"""
Dependencies for FastAPI dependency injection.
"""
import json
import logging
import os
import random
import re
import socket
from dataclasses import dataclass, field
from datetime import datetime
from pathlib import Path
from typing import Annotated, Generator
from urllib.parse import urlparse
import grpc
from fastapi import Depends, Request
from pydantic import AnyUrl
from pyspark.sql import SparkSession
# Use MCP server's local copy of spark session utilities
# (copied from berdl_notebook_utils but adapted for shared multi-user service)

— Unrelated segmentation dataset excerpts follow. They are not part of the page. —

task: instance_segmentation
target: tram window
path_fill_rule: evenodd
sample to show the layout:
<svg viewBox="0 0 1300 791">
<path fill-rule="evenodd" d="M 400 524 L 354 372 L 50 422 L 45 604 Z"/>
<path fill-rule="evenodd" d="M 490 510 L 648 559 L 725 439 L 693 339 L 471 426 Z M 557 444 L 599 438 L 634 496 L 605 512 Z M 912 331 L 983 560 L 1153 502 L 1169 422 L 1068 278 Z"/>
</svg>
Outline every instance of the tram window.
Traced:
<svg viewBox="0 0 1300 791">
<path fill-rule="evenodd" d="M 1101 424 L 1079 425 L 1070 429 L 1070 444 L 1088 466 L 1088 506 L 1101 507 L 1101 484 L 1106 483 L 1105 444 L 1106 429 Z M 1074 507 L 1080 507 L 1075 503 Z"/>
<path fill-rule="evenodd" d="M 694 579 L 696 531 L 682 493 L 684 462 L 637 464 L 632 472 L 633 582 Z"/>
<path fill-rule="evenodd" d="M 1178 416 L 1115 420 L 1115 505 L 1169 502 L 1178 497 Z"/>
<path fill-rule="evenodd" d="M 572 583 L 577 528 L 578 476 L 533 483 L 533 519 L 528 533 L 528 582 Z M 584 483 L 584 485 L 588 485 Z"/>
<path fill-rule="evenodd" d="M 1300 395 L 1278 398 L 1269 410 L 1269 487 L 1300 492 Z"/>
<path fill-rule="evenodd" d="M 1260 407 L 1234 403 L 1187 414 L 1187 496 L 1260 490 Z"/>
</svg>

from src.delta_lake.setup_spark_session import (
get_spark_session as _get_spark_session,
get_spark_session_with_retry as _get_spark_session_with_retry,
)
from src.service import app_state
from src.service.exceptions import MissingTokenError
from src.service.http_bearer import KBaseHTTPBearer
from src.service.spark_session_pool import STANDALONE_POOL_SIZE
from src.settings import BERDLSettings, get_settings
# Initialize the KBase auth dependency for use in routes
auth = KBaseHTTPBearer()
# Configure logging
logger = logging.getLogger(__name__)
@dataclass
class SparkContext:
"""
Execution context for Spark operations.
For Spark Connect mode:
- spark is set to the active SparkSession
- is_standalone_subprocess is False
- settings_dict is None
For Standalone mode:
- spark is None (session created in subprocess)
- is_standalone_subprocess is True
- settings_dict contains picklable settings for subprocess
Routes should check is_standalone_subprocess and either:
1. Use spark directly for queries (Connect mode)
2. Call run_in_spark_process() with the operation (Standalone mode)
"""
spark: SparkSession | None = None
is_standalone_subprocess: bool = False
settings_dict: dict = field(default_factory=dict)
app_name: str = ""
username: str = ""
auth_token: str | None = None
def sanitize_k8s_name(name: str) -> str:
"""
Sanitize a string to be Kubernetes DNS-1123 subdomain compliant.
Kubernetes resource names must:
- Consist of lowercase alphanumeric characters, '-', or '.'
- Start and end with an alphanumeric character
- Be at most 253 characters long
Args:
name: The string to sanitize (e.g., username with underscores)
Returns:
A DNS-1123 compliant string (replaces underscores with hyphens)
"""
# Replace underscores and other invalid characters with hyphens
sanitized = re.sub(r"[^a-z0-9.-]", "-", name.lower())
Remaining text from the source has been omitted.